In Tubes, journalist Andrew Blum goes inside the
Internet's physical infrastructure and flips on the lights,
revealing an utterly fresh look at the online world we think
we know. It is a shockingly tactile realm of unmarked
compounds, populated by a special caste of engineer who
pieces together our networks by hand; where glass fibers
pulse with light and creaky telegraph buildings, tortuously
rewired, become communication hubs once again. From the room
in Los Angeles where the Internet first flickered to life to
the caverns beneath Manhattan where new fiber–optic
cable is buried; from the coast of Portugal, where a
ten–thousand–mile undersea cable just two thumbs
wide connects Europe and Africa, to the wilds of the Pacific
Northwest, where Google, Microsoft, and Facebook have built
monumental data centers—Blum chronicles the dramatic
story of the Internet's development, explains how it all
works, and takes the first–ever in–depth look
inside its hidden monuments.
This is a book about real places on the map: their
sounds and smells, their storied pasts, their physical
details, and the people who live there. For all the talk of
the "placelessness" of our digital age, the Internet is as
fixed in real, physical spaces as the railroad or telephone.

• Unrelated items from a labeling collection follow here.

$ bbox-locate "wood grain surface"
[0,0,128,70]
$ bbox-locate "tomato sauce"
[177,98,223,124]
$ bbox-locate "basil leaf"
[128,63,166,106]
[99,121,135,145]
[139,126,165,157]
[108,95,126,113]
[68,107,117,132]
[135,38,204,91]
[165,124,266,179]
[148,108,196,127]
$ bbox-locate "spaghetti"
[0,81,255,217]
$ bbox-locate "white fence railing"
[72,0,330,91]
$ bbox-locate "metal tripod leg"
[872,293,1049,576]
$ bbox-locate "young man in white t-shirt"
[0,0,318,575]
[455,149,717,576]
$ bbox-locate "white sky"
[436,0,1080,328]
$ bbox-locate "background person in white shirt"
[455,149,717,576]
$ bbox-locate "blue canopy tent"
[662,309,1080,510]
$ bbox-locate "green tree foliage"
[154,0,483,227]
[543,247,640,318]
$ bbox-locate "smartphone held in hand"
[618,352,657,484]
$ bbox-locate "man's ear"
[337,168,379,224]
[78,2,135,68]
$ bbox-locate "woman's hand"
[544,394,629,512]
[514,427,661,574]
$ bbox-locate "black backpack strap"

You can map it and touch it, and you can visit it. Is the
Internet in fact "a series of tubes" as Ted Stevens, the
late senator from Alaska, once famously described it? How
can we know the Internet's possibilities if we don't know
its parts?
Like Tracy Kidder's classic The Soul of a New Machine or
Tom Vanderbilt's recent bestseller Traffic, Tubes combines
on–the–ground reporting and lucid explanation
into an engaging, mind–bending narrative to help us
understand the physical world that underlies our digital lives.